Owing to the state’s policies, the society has become far too intolerant on anything even distantly related to religion. These issues are viewed in black and white terms without the slightest recognition of grey areas. It’s at this point where state narrative should start acting from and fight out on ideological front supplemented by military operations. Pakistan will continue to struggle to stamp out violent extremism from the country unless state institutions overcome their naiveté to remove terrorism mainly through symptomatic treatment. Indeed, religious militancy and consequent terrorism aren’t policing or security issues. They are related to the way religion is propagated, practiced and even exploited in this country in outright violation of the state’s Constitution. After all, people in pre-Zia era were no lesser Muslims and their tolerance of sectarian and political dissent should serve as a guide to counter the menace of violent extremism.

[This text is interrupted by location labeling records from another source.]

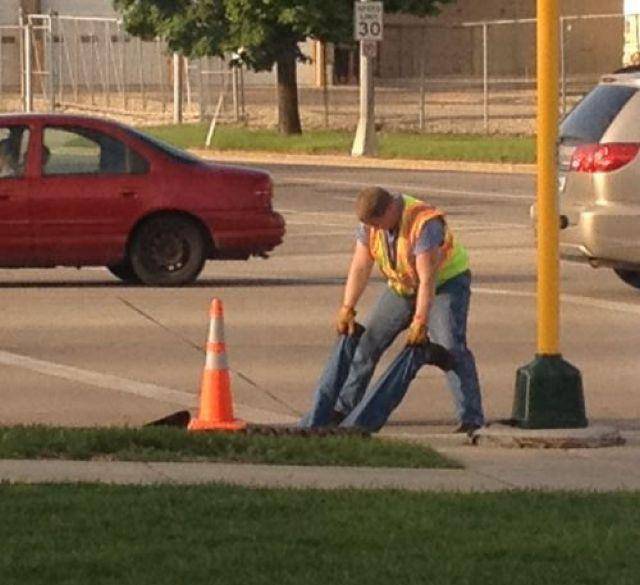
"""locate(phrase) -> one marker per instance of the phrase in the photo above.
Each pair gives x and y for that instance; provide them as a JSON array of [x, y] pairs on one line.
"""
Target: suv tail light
[[602, 158], [264, 193]]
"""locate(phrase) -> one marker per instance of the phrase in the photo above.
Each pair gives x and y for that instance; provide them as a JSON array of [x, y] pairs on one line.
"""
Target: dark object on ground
[[180, 418], [467, 428], [279, 431], [439, 356]]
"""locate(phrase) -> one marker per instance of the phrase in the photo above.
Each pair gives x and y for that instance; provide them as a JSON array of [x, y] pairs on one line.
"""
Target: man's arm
[[426, 267], [357, 280], [359, 273]]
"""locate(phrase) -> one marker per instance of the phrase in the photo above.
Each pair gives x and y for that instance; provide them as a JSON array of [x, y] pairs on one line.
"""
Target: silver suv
[[599, 178]]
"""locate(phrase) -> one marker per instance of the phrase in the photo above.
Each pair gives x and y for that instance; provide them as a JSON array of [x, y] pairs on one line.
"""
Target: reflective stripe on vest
[[402, 277]]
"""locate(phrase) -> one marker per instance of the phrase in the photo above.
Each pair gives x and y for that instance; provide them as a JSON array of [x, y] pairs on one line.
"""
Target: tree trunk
[[288, 113]]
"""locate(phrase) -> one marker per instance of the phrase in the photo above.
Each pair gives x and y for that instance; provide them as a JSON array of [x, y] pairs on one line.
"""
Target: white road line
[[142, 389], [162, 394], [105, 381], [409, 188], [566, 298]]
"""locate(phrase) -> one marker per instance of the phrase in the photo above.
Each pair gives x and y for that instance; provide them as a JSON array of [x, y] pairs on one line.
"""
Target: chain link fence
[[470, 78]]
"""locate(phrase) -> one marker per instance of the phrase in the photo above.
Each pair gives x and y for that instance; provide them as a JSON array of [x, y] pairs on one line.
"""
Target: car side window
[[14, 143], [74, 151]]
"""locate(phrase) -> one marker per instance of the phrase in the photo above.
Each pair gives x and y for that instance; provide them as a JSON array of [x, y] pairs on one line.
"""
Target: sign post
[[368, 30], [548, 390]]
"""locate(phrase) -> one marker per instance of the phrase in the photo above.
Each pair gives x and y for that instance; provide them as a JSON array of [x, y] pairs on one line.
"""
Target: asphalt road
[[78, 347]]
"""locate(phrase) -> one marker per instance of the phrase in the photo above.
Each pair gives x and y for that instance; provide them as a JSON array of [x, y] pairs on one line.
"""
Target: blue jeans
[[350, 369]]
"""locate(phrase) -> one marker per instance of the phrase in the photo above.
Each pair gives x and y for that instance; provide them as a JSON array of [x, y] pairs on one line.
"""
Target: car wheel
[[168, 251], [124, 271], [631, 277]]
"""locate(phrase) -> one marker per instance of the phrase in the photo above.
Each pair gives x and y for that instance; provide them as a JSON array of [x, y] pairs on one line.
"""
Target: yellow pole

A possible solution lies in state reclaiming its superseding monopoly in regulating factors responsible for the chaos. In this regard, the National Action Plan (NAP) could have been a modest step towards making Pakistan free from sectarian bigotry and terrorism. Unfortunately, implementation on the NAP fell appallingly short on the top five of the twenty points related to containing terrorists and their abettors. It’s so telling that when the 21st amendment was debated in the parliament, the Jamiat-e-Ulema-e-Islam (JUI) and the Jamaat-e-Islami (JI) abstained from voting in favour of the proposed law. JI wanted the word religion to be omitted from the text of the bill while JUI insisted that the word sect is objectionable. Such was the level of disarray among political leaders even after the tragic APS incident.
State institutions’ enthusiasm for NAP also gradually withered away have witnessed in the last two years. Just one of the many instances from the government’s conduct suffices to note how confused it has been. Last October, the government denied the PTI to hold its convention in Islamabad as the banned terror group ASWJ comfortably held its rally in the federal capital.
The enthusiasm of the state has rekindled in the aftermath of a series of suicide attacks across Pakistan just recently. The military, like in past, has launched yet another operation to eliminate terrorism across Pakistan, which is still ongoing as mentioned initially. Unfortunately, this rinse-repeat strategy of launching military offensives after periodic large-scale massacres hasn’t helped us much. And it can’t help beyond removal of a cohort of terrorists operating at any given time.
Until the state and its strategic institutions come forward with outright clarity and vision to institutionalise and enforce the narrative of peace and coexistence within the society, we have no deliverance in sight. The day the government gets determined to regulate seminaries, promote diversified culture in the society and prevent religious outfits from hovering over our security and foreign policy, we will finally be able to move towards the right direction.